Com a aprovação na CCJ, o projeto avança no legislativo gaúcho trazendo o princípio da economicidade para a administração pública. O texto garante que o candidato que atingiu a nota mínima não seja considerado eliminado, permanecendo em um cadastro reserva. Assim, caso a lista principal seja esgotada durante o prazo de validade do certame, o Estado pode convocar esses profissionais aptos em vez de gastar recursos públicos com a abertura de um novo e custoso processo seletivo.
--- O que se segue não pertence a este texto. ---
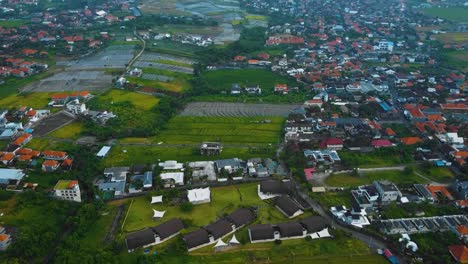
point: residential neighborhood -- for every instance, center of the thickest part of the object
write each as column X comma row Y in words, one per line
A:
column 240, row 131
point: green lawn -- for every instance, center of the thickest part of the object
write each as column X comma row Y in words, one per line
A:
column 377, row 158
column 12, row 23
column 224, row 200
column 228, row 130
column 438, row 174
column 46, row 180
column 13, row 84
column 395, row 176
column 457, row 59
column 329, row 199
column 455, row 14
column 46, row 144
column 223, row 79
column 140, row 101
column 96, row 233
column 128, row 155
column 177, row 85
column 71, row 131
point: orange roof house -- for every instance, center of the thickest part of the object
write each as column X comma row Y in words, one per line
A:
column 390, row 132
column 23, row 139
column 439, row 191
column 462, row 203
column 23, row 151
column 410, row 140
column 460, row 154
column 462, row 230
column 67, row 163
column 459, row 253
column 7, row 158
column 24, row 158
column 50, row 165
column 55, row 155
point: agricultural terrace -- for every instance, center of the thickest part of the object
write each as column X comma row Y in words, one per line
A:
column 13, row 23
column 378, row 158
column 227, row 199
column 144, row 153
column 456, row 59
column 34, row 100
column 395, row 176
column 71, row 131
column 222, row 80
column 455, row 14
column 133, row 110
column 227, row 130
column 224, row 200
column 237, row 109
column 140, row 101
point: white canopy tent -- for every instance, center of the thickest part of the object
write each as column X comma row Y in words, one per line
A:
column 156, row 199
column 198, row 196
column 234, row 240
column 158, row 214
column 324, row 233
column 220, row 243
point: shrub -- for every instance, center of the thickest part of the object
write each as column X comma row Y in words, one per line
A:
column 186, row 207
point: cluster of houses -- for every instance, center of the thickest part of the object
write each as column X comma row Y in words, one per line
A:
column 52, row 27
column 21, row 68
column 346, row 130
column 369, row 198
column 120, row 181
column 279, row 88
column 15, row 154
column 13, row 123
column 216, row 233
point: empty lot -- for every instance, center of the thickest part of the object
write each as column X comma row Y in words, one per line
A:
column 237, row 109
column 52, row 123
column 112, row 57
column 71, row 81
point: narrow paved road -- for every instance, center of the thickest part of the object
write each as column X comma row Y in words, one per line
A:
column 140, row 52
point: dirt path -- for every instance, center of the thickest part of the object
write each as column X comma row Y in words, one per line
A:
column 111, row 234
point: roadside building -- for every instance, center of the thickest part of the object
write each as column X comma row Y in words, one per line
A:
column 68, row 190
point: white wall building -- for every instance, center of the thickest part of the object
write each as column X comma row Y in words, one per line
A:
column 68, row 190
column 199, row 196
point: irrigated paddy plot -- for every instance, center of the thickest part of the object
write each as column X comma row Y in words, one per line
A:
column 165, row 62
column 140, row 101
column 228, row 130
column 237, row 109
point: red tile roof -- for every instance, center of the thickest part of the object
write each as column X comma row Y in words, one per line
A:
column 50, row 163
column 51, row 153
column 390, row 132
column 381, row 143
column 462, row 229
column 459, row 253
column 434, row 189
column 410, row 140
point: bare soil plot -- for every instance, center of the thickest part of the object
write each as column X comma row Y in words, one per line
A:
column 237, row 109
column 71, row 81
column 156, row 77
column 153, row 56
column 52, row 123
column 116, row 56
column 161, row 66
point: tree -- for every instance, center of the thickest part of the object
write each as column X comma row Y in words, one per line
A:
column 186, row 207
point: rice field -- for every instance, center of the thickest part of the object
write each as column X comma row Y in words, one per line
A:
column 228, row 130
column 140, row 101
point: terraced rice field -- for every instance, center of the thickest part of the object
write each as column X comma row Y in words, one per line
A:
column 165, row 62
column 228, row 130
column 237, row 109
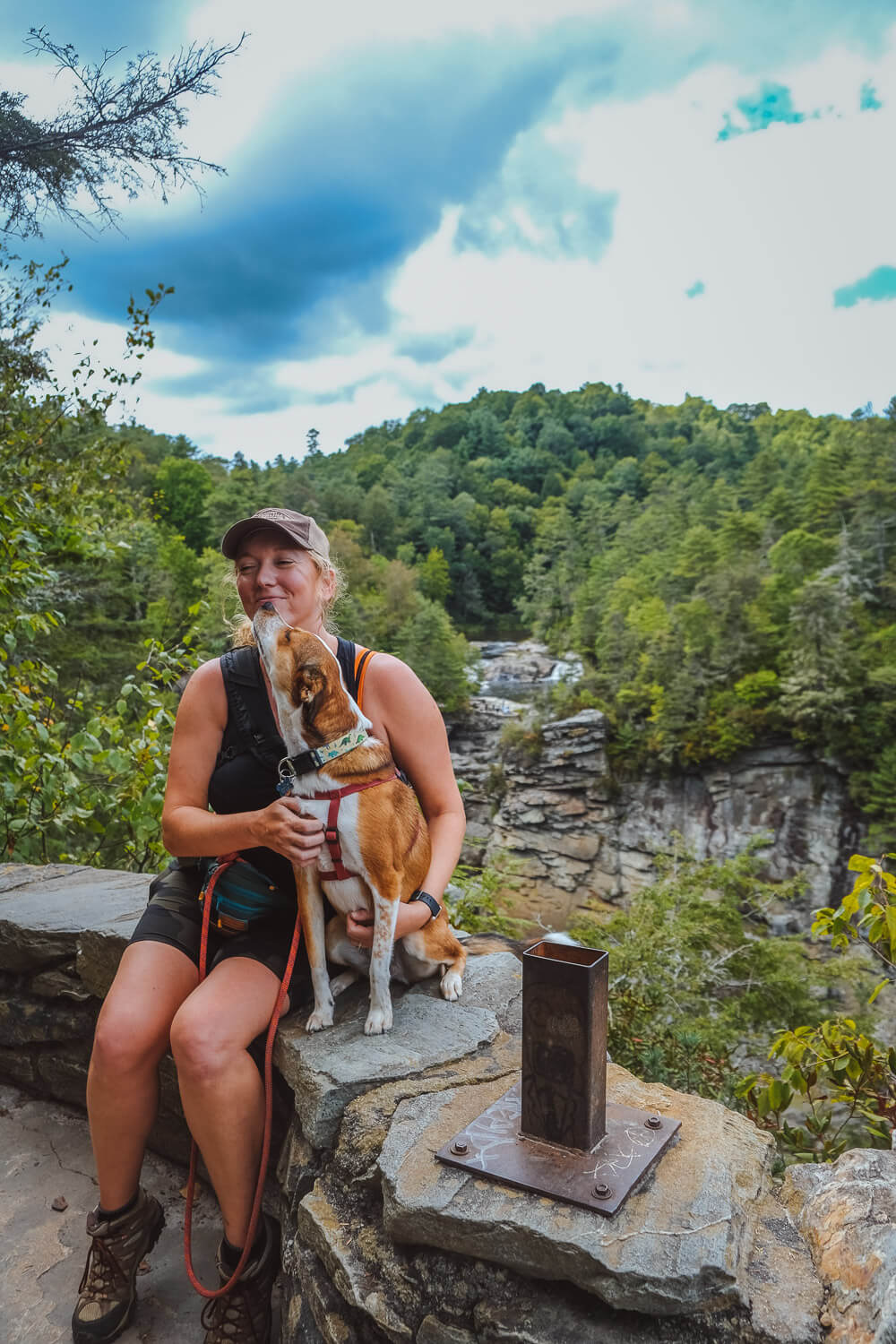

A deputada Luciana Genro destaca que a proposta protege o investimento dos candidatos e otimiza a gestão do Estado. “O governo gasta milhões para organizar uma prova e o candidato estuda meses, gasta com inscrição e transporte. É um contrassenso o Estado precisar de pessoal, ter pessoas que passaram na prova e eliminá-las por uma regra puramente burocrática. A aprovação na CCJ, assim como a mobilização dos servidores e comissões de concursados, mostra a força dessa pauta”, aponta a parlamentar.
Um dos pontos centrais do PL 52/2024 é o seu caráter retroativo e de aplicação imediata: a regra se aplica também aos concursos que já estão em andamento ou que estejam dentro do prazo de validade homologado na data de publicação da lei. A justificativa do projeto apoia-se em tese consolidada pelo Supremo Tribunal Federal (STF), que reforça a competência do Legislativo para tratar de regras classificatórias de concursos, e segue modelos bem-sucedidos já adotados no Distrito Federal e em discussão em outros estados.
A proposta reforça que o aproveitamento dos candidatos do cadastro reserva seguirá critérios de conveniência e oportunidade da Administração Pública, sem gerar obrigação financeira imediata de nomeação, mas garantindo um banco de talentos pronto para a recomposição dos quadros do funcionalismo quando necessário.